With plenty of adult language, this story follows several different threads and weaves them all together into what seems to be a very large and creepy tapestry. Creators Chris Lie and Mark Powers (Powers also scripted the comic) set loose fantasy elements, very dark and powerful fantasy elements to be precise, into the present day world.
This first issue is really a lot of set up, bouncing between three main characters, a quadriplegic marine, a disillusioned Senator, and a parapsychologist who has unwittingly framed himself for murder, all of whom are affected in some way by this shadowy, other-worldly figure that is gathering an army of souls, presumably for some sort of impending war. And, all of whom are connected to one another in some way.
Perhaps, the biggest flaw in this comic, is the characters themselves. It could be that the author simply tried to fit too much into the first issue, but, after reading the 28-page digital comic, I found myself completely unattached to every one of the characters. All too often the dialogue gives us plot information rather than emotion. I’m interested in seeing where the story goes based on the premise, but I don’t have a bead on any one of the characters motivations, or who they really are. Maybe, it is intentionally a slow burn, but it leaves me wondering why I should care.
Beyond the characters, the story is pretty wild.
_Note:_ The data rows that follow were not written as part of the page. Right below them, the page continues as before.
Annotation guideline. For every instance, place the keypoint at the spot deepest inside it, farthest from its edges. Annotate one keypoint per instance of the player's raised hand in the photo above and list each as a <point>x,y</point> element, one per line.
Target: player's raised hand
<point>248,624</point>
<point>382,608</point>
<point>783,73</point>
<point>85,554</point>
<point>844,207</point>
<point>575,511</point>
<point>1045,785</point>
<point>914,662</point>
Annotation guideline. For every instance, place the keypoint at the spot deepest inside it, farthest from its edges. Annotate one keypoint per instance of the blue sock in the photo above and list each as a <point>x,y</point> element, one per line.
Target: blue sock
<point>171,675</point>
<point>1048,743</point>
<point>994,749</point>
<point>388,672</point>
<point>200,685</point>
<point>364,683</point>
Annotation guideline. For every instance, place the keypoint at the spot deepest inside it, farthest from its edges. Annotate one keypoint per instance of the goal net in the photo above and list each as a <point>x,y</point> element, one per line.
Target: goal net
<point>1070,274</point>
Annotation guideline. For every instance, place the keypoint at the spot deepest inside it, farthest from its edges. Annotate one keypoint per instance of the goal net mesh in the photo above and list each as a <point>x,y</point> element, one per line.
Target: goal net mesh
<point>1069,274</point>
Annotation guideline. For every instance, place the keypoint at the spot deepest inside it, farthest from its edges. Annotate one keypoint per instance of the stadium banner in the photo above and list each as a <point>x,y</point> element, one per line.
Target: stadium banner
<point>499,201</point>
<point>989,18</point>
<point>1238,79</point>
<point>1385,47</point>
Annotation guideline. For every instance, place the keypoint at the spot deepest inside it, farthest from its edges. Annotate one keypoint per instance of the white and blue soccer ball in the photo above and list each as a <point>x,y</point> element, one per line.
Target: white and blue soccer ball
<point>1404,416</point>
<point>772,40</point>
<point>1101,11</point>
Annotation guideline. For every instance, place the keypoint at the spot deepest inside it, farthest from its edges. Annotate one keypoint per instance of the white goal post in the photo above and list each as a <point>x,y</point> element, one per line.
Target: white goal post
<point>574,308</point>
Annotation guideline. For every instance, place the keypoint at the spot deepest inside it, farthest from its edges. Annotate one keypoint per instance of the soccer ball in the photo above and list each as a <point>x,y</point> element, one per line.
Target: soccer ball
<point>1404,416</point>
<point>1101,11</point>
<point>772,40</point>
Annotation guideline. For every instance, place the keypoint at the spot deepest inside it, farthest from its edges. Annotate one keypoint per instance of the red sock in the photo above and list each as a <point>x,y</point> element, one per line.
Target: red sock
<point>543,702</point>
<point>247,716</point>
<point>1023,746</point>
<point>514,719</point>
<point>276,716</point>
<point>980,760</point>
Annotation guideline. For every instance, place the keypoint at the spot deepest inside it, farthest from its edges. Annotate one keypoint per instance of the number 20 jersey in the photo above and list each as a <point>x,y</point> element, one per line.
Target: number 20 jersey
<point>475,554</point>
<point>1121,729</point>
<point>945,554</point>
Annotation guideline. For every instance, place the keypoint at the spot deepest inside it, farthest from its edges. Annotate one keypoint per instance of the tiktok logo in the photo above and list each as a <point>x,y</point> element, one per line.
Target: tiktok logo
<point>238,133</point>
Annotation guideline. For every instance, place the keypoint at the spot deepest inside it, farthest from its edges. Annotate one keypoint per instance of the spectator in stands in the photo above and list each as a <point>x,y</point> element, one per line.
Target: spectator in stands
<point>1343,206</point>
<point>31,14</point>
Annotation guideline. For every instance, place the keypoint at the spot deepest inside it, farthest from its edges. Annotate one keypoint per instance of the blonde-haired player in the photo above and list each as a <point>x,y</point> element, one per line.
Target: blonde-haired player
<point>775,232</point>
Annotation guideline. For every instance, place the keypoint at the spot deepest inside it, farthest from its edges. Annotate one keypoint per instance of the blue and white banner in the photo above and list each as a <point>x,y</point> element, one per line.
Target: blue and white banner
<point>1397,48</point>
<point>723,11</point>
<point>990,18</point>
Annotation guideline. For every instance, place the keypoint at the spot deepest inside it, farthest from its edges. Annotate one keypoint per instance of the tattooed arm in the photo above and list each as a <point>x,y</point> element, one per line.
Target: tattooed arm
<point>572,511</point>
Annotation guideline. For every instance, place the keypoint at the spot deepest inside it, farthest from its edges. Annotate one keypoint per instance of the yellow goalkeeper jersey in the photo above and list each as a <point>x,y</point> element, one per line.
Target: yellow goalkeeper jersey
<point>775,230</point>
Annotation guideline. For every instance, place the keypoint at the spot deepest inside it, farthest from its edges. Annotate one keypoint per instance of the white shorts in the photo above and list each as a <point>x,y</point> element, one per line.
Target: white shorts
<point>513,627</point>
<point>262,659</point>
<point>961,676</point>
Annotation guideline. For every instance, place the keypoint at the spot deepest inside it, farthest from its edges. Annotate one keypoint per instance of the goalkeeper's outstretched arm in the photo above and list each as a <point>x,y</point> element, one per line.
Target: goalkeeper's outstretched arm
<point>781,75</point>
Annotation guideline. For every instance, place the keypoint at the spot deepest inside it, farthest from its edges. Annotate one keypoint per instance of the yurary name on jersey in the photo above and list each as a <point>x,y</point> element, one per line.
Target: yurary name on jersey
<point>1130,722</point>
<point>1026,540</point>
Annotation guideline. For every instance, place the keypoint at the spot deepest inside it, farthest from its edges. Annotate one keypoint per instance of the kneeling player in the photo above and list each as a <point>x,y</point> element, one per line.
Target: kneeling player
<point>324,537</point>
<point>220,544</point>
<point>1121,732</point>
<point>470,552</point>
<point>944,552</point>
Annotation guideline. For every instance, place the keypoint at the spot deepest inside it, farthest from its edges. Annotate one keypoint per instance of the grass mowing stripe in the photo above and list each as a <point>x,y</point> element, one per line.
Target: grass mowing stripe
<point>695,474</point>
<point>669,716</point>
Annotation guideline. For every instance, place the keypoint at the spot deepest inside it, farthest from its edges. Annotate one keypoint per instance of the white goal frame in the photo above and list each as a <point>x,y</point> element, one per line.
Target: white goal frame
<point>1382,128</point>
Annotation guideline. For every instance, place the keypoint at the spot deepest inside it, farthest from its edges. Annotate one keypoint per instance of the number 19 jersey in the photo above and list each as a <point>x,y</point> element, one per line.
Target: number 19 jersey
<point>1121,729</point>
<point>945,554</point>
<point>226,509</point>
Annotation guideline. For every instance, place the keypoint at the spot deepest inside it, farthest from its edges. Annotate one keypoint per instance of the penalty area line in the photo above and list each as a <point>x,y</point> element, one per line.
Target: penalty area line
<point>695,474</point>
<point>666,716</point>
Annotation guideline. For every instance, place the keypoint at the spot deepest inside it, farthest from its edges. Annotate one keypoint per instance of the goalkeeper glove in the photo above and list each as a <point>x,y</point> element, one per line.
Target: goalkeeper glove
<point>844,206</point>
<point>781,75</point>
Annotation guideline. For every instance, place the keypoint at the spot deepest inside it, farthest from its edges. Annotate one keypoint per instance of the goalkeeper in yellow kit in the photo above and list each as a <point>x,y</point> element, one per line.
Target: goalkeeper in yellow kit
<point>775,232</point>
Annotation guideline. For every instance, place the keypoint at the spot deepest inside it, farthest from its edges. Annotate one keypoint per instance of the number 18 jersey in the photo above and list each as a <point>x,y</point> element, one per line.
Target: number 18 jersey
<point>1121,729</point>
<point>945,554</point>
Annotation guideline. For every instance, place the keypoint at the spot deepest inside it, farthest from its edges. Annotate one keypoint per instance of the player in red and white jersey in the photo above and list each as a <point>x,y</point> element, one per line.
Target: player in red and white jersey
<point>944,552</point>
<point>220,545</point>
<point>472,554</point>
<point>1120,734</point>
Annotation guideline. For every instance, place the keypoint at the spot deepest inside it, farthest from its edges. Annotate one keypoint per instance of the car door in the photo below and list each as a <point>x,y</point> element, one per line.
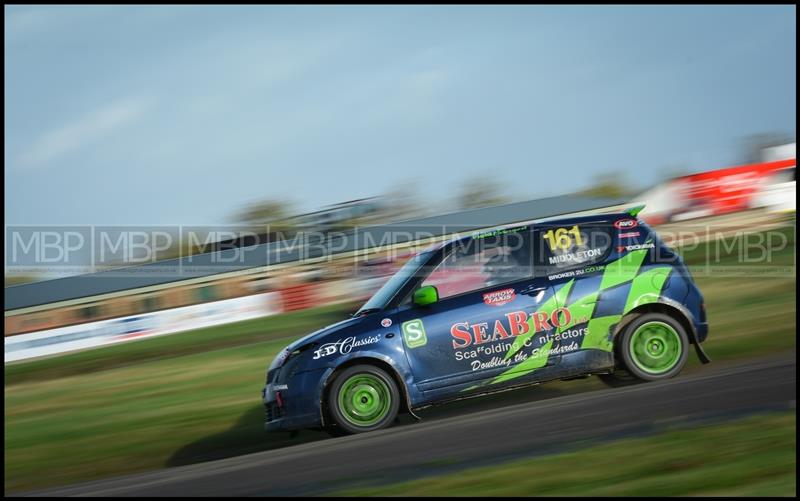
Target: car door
<point>487,297</point>
<point>571,259</point>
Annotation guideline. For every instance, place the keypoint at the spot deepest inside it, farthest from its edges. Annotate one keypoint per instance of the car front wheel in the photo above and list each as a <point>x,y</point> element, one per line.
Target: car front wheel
<point>362,398</point>
<point>654,346</point>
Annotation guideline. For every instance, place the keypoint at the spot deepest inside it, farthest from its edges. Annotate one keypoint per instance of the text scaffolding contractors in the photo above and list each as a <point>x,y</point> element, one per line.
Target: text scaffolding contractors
<point>518,323</point>
<point>542,339</point>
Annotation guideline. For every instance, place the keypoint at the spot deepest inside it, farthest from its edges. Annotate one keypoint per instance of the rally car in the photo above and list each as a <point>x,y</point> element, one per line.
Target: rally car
<point>550,299</point>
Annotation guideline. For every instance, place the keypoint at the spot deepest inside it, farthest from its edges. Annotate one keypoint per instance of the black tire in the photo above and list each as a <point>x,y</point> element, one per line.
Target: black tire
<point>370,401</point>
<point>668,355</point>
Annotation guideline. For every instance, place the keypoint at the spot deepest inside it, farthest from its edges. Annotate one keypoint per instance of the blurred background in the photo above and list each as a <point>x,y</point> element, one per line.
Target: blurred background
<point>261,128</point>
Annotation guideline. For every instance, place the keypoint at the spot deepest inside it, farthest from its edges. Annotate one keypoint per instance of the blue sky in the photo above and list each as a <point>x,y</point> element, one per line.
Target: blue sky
<point>181,115</point>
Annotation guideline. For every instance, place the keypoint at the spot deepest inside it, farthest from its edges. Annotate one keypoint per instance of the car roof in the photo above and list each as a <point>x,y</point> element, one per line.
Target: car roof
<point>562,219</point>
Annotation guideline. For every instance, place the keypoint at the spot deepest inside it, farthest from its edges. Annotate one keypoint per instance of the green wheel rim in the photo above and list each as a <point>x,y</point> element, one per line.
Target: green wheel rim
<point>655,347</point>
<point>364,399</point>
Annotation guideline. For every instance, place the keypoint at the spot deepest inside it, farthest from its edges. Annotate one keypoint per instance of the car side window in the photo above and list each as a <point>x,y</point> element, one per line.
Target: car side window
<point>484,261</point>
<point>561,247</point>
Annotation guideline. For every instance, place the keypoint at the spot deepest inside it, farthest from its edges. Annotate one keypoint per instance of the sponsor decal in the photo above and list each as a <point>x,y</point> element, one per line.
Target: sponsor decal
<point>558,350</point>
<point>499,298</point>
<point>576,273</point>
<point>576,257</point>
<point>494,233</point>
<point>564,238</point>
<point>343,346</point>
<point>626,224</point>
<point>648,245</point>
<point>414,333</point>
<point>512,324</point>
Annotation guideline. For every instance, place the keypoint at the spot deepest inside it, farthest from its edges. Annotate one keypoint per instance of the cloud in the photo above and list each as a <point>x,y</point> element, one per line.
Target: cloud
<point>84,131</point>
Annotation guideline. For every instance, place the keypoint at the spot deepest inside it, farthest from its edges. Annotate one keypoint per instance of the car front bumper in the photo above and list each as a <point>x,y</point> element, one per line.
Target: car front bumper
<point>293,403</point>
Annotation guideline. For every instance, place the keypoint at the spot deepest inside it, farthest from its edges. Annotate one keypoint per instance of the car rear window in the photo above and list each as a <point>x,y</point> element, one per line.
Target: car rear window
<point>560,247</point>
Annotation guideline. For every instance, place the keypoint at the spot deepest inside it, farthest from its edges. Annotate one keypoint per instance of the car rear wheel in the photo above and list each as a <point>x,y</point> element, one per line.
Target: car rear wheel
<point>654,346</point>
<point>362,398</point>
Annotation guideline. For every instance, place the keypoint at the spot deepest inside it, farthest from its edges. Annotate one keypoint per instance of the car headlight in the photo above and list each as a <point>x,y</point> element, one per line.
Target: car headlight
<point>279,360</point>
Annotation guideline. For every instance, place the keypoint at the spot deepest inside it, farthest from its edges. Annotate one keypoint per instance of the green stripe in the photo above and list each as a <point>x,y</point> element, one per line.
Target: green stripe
<point>646,288</point>
<point>623,269</point>
<point>597,333</point>
<point>581,311</point>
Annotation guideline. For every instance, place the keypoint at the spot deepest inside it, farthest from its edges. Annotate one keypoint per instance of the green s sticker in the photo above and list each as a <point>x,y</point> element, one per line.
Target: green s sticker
<point>414,333</point>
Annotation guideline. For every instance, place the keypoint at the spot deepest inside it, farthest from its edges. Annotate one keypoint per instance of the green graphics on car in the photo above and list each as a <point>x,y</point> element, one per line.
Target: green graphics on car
<point>544,300</point>
<point>414,333</point>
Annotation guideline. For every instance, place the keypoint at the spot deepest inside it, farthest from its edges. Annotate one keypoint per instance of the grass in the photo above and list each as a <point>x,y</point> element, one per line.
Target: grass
<point>195,396</point>
<point>287,327</point>
<point>750,457</point>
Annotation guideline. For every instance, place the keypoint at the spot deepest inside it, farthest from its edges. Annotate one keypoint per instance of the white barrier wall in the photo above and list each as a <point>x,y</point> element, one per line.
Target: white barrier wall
<point>157,323</point>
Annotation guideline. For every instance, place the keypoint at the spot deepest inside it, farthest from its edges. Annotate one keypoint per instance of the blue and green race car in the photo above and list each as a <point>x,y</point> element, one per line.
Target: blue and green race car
<point>550,299</point>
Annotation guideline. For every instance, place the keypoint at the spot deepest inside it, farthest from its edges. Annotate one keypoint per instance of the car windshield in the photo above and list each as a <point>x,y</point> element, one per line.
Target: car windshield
<point>381,298</point>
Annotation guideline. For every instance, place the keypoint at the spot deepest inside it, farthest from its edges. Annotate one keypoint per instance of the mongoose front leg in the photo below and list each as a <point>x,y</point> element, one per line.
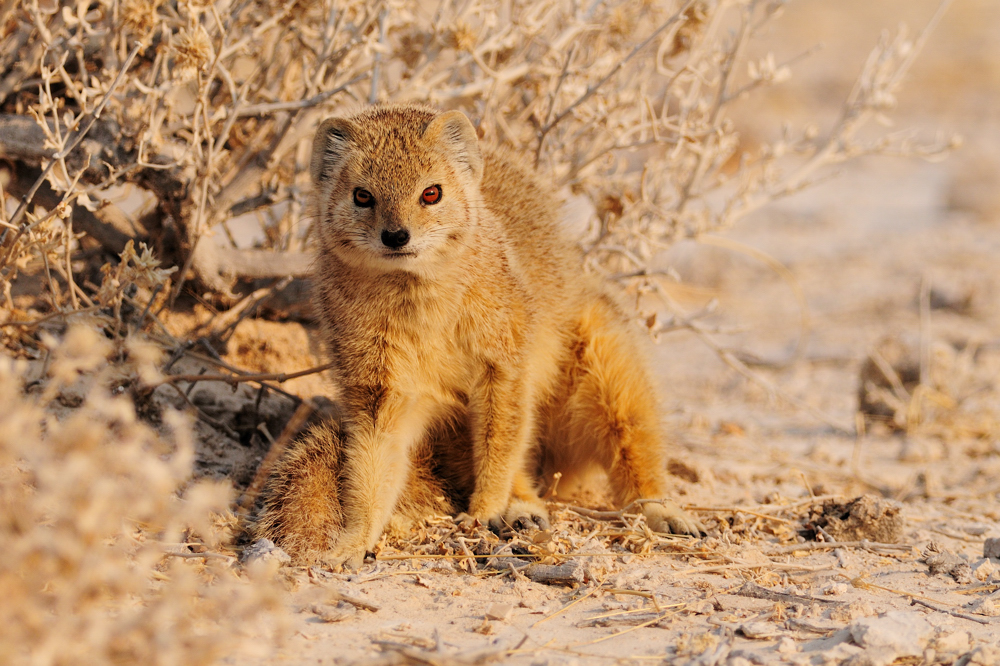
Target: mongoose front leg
<point>501,426</point>
<point>382,428</point>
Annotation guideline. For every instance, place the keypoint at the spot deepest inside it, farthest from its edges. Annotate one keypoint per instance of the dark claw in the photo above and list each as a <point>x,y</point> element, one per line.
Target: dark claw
<point>523,523</point>
<point>497,526</point>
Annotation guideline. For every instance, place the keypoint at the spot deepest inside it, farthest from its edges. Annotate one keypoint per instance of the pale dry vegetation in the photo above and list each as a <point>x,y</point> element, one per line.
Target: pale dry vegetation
<point>156,154</point>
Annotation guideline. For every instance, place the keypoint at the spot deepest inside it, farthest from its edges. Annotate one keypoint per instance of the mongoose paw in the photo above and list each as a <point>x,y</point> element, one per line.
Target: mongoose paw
<point>466,521</point>
<point>520,516</point>
<point>524,515</point>
<point>344,557</point>
<point>665,516</point>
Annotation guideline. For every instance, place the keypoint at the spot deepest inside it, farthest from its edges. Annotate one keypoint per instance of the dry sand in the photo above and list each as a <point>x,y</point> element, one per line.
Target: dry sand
<point>860,247</point>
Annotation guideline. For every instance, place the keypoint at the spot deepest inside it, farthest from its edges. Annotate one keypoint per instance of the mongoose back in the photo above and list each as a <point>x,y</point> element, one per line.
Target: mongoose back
<point>473,356</point>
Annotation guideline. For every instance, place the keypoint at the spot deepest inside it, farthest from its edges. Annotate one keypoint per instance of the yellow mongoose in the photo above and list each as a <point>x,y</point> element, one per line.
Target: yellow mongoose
<point>473,356</point>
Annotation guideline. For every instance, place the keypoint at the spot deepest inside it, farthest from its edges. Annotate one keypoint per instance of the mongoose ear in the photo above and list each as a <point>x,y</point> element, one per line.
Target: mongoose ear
<point>330,148</point>
<point>459,137</point>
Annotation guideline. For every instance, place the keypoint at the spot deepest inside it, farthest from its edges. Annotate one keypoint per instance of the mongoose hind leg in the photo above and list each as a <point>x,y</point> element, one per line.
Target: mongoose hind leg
<point>301,511</point>
<point>612,406</point>
<point>526,510</point>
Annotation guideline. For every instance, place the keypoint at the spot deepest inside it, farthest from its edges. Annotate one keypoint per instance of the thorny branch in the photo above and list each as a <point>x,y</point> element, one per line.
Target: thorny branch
<point>209,116</point>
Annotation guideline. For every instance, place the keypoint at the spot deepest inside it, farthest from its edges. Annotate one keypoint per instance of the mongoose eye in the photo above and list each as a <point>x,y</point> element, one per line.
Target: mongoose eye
<point>431,195</point>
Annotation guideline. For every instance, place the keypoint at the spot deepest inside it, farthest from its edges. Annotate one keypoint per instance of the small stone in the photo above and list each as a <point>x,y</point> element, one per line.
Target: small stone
<point>852,611</point>
<point>983,569</point>
<point>988,606</point>
<point>839,654</point>
<point>786,646</point>
<point>499,612</point>
<point>874,656</point>
<point>759,630</point>
<point>703,607</point>
<point>264,550</point>
<point>905,632</point>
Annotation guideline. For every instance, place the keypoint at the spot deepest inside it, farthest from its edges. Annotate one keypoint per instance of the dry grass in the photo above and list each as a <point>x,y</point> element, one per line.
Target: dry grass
<point>205,111</point>
<point>99,519</point>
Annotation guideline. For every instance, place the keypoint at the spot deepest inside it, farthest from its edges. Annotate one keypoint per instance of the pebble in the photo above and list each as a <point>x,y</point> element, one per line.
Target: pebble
<point>983,569</point>
<point>786,646</point>
<point>952,643</point>
<point>988,606</point>
<point>905,632</point>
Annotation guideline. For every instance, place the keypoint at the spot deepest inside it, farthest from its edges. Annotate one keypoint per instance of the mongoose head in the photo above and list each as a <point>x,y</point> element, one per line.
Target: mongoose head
<point>397,187</point>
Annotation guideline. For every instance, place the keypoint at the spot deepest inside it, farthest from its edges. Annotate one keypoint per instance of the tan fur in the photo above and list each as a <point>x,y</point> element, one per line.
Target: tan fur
<point>473,361</point>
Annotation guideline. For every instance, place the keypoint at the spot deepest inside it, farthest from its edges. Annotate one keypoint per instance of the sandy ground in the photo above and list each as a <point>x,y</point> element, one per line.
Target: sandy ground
<point>861,248</point>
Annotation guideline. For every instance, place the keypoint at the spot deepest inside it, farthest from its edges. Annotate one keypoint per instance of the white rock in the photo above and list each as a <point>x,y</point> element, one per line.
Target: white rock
<point>983,569</point>
<point>988,606</point>
<point>786,646</point>
<point>839,654</point>
<point>759,630</point>
<point>905,632</point>
<point>882,655</point>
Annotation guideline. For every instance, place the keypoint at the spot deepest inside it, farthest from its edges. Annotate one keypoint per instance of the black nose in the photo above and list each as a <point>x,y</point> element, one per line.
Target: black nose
<point>395,239</point>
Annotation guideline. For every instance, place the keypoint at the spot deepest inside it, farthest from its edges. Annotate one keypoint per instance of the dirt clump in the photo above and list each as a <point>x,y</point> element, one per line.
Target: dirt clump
<point>862,518</point>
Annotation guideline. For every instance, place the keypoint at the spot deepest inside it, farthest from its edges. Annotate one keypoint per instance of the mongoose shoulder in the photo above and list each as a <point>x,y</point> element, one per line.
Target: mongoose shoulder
<point>472,354</point>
As I mentioned, there are some dark fantasy elements that seem to indicate some sort of religious twist. Souls are being gathered, bullets rain down from the sky, and mass suicides take place, indicating that not only does our entire world hang in the balance, but the celestial world, as well.
The studio artwork (Caravan Studio) is good and maybe it’s just a weird thing with me, but I love the onomatopoeias, especially when the power goes out, “CHAK-BWEEeooo.” Sorry, I’m a nerd. Though sometimes the art seems a little pasted together, the artwork, in general, really works well and adds to that creepy vibe.
All told, this book has some decidedly interesting things going for it. It is hard to say after reading only this issue, but if you’re into religious-based horror fantasy, then This Haunted World might be a great investment. Go ahead, make a leap of faith.